Sterling has fallen badly against the euro Friday as the single currency tries to establish itself above the 0.70 line. There was no data out of the UK Friday but with traders positioning themselves ahead of next week’s Fed meeting, the euro is in popular demand, while continued uncertainty surrounding the UK housing sector is dampening demand for the pound. The euro however is massively overbought at present and offers no value against sterling at present levels. Sterling has the potential to push the euro back to 0.6950 later next week, although further euro buying against the dollar and the yen ahead of the Fed may mean it is wise to stay out of it for the moment. Cable rallied to 2.0572 this morning but could not hold these levels and is currently languishing near Thursday’s close at 2.0518. Sterling clearly is not the currency of choice of the anti-dollar brigade right now and cable’s ability to rise to the 3-decade highs of 2.0650 next week very much depend on how the dollar performs across the broader spectrum. If there is a major market correction next week and traders exit their positions, sterling should gain against the euro, Australian and Canadian dollars, simply because there is a much smaller % of sterling long positions out there than there are long positions on the euro and the commodity currencies.

Japan experienced the seventh consecutive month of deflation in September according to a report released last night and with Industrial Production surprisingly in decline, there are still several question marks about the outlook for the Japanese economy and interest rates. It is highly unlikely the Bank of Japan will raise rates again this year. The yen has managed to hold its own against the US dollar and sterling today, but this is owing to weakness on their part, as opposed to any renewed strength in the yen. The Japanese currency may sell-off a little later today if US stock markets close on a high and we could see the dollar rise to 114.50. The picture for next week looks bleak for the yen, as a cut in US interest rates is likely to trigger a fresh wave of carry trades, with the yen being used as the preferred funding currency. There is huge complacency out there however and this is clearly evident in the steam-rolling advance of the high-yielding Aussie dollar over the past few days. Any serious glitch in global stock markets could send the carry trade running for cover and in this event the yen could make significant inroads, even later today. Keep an eye on the Dow’s performance this evening.

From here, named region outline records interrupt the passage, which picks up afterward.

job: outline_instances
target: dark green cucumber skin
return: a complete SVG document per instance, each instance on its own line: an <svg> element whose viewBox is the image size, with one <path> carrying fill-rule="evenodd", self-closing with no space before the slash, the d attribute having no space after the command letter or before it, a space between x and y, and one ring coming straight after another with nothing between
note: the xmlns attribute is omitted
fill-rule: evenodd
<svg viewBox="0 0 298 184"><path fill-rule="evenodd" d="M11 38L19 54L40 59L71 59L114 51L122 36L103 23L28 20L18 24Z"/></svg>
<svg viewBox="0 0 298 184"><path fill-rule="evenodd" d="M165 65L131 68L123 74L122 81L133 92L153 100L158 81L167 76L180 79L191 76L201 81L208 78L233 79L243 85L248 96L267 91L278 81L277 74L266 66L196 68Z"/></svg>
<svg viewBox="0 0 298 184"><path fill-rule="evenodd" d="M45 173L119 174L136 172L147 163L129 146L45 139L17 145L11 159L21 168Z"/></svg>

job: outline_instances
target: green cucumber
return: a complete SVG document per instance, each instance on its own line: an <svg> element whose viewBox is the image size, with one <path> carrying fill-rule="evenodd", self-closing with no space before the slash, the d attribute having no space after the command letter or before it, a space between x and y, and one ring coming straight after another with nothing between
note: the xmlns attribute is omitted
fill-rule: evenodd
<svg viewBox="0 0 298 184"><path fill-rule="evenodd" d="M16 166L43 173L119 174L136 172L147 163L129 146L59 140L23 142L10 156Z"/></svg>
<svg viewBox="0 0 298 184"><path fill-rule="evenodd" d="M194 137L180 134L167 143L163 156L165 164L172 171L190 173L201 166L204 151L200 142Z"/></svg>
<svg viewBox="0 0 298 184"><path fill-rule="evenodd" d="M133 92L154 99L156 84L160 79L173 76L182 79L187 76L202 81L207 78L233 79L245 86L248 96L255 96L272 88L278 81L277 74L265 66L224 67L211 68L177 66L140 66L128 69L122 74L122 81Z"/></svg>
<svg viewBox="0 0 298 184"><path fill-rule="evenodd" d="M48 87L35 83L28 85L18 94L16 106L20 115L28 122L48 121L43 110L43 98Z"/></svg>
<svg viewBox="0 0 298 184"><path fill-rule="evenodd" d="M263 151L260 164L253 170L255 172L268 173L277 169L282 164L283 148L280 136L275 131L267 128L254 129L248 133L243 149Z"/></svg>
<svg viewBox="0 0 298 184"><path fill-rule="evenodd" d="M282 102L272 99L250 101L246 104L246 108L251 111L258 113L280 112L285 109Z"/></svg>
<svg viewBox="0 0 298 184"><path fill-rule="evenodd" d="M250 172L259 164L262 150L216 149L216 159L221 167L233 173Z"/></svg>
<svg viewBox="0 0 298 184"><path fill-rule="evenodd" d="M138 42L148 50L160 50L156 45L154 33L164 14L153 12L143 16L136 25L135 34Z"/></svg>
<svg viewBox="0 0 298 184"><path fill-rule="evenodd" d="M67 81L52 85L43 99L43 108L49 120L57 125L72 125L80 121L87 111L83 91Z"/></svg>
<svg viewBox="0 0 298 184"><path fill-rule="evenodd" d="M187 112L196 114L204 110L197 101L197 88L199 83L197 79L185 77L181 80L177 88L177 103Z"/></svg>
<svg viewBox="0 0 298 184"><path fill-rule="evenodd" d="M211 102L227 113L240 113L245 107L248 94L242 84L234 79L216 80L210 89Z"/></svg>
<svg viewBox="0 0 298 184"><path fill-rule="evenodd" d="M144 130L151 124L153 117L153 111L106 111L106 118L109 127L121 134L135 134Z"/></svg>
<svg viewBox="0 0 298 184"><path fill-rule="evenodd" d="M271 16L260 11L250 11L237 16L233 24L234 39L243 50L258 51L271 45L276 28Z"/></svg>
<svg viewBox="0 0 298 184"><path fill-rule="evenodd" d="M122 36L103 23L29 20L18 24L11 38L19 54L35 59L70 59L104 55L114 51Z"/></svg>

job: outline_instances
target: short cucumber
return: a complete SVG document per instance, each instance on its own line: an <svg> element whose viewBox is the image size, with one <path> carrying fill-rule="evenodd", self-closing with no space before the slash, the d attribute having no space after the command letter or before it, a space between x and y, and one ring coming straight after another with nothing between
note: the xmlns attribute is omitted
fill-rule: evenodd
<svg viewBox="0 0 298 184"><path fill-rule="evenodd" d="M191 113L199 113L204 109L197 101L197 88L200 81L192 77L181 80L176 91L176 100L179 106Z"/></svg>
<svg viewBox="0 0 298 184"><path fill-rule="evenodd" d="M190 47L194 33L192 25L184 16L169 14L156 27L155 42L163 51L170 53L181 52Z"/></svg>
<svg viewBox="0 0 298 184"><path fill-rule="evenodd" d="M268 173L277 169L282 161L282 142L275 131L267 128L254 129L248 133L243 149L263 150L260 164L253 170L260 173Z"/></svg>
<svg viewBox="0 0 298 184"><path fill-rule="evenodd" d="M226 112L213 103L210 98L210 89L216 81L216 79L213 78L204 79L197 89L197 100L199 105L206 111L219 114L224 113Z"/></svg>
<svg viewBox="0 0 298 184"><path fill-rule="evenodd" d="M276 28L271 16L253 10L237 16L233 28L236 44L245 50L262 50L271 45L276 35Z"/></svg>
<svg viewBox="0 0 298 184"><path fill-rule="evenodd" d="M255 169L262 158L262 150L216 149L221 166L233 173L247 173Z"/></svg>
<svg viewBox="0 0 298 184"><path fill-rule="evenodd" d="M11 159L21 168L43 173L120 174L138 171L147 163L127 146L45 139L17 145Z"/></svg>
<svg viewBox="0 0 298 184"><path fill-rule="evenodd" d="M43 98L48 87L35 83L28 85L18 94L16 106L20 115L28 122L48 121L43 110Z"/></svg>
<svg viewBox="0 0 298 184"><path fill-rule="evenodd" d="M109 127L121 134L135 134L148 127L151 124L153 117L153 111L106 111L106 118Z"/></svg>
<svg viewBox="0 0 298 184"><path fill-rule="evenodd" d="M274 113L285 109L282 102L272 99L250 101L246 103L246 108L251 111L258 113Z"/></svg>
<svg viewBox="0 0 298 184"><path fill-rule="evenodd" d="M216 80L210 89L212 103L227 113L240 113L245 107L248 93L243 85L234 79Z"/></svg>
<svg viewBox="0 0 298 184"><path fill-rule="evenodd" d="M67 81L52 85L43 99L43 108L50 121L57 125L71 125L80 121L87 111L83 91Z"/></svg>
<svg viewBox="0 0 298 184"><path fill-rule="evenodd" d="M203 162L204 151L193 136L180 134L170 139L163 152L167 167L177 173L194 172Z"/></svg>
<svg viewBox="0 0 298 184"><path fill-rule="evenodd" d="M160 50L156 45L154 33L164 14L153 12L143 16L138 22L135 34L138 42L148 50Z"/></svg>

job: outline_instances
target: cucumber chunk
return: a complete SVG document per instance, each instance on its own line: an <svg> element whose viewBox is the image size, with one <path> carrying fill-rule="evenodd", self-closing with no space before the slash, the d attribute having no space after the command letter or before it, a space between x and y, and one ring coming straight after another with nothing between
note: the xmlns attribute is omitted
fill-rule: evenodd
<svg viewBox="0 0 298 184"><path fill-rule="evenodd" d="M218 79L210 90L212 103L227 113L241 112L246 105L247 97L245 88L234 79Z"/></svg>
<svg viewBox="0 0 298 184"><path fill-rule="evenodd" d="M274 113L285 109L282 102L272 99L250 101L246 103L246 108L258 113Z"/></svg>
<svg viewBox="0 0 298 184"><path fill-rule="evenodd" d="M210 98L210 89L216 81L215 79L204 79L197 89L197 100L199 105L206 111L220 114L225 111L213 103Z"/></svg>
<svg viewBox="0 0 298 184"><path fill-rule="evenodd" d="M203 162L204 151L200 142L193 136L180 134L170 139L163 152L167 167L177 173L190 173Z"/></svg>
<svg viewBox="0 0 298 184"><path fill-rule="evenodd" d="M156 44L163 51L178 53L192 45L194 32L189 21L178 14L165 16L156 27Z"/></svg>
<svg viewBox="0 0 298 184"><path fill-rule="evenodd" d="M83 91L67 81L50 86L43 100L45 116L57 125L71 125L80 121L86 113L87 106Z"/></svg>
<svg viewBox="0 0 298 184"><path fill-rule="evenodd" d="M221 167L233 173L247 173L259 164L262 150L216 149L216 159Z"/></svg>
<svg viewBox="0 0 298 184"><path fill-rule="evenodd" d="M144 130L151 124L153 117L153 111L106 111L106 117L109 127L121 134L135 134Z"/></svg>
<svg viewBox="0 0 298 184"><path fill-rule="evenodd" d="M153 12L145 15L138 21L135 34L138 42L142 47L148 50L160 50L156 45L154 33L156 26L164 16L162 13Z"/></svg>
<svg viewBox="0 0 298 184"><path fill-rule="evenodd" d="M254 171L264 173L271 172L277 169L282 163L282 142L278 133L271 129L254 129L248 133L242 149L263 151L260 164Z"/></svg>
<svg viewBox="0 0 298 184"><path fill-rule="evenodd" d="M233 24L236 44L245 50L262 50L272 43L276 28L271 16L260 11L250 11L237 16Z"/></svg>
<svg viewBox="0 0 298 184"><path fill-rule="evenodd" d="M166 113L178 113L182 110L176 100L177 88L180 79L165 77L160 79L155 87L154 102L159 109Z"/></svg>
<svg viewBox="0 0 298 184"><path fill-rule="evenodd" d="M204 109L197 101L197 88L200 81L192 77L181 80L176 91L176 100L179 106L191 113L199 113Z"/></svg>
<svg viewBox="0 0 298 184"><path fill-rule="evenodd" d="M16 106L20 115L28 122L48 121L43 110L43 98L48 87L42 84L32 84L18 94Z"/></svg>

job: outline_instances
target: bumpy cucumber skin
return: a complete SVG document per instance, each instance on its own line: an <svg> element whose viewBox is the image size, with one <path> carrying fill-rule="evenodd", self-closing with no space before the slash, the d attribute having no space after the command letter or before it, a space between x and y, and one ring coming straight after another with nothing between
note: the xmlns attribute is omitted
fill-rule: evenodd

The loonie did it again Friday, hitting yet another 33 year low against the US dollar, when the pair slid to below 0.96 briefly, to touch 0.9588 this morning. Manufacturers in Canada are less optimistic about manufacturing conditions with a 3rd quarter survey showing the key business sentiment index slipped to +2 from +7 in quarter 2. Weekly earnings in August softened to an annualised 3.1% from 3.7% in July, something that will please the Bank of Canada. The loonie is trading softer this afternoon and the US dollar has strengthened to 0.9630 against the currency, while the euro is up to 1.3850, having been as low as 1.3750 earlier today. The loonie offers no value against the dollar at present rates but with an expected rate cut from the Fed and record high oil prices, the US currency will find it difficult to make much progress. The euro continues to be the currency to buy against the loonie, especially on any dips back to 1.3750, or even below 1.38.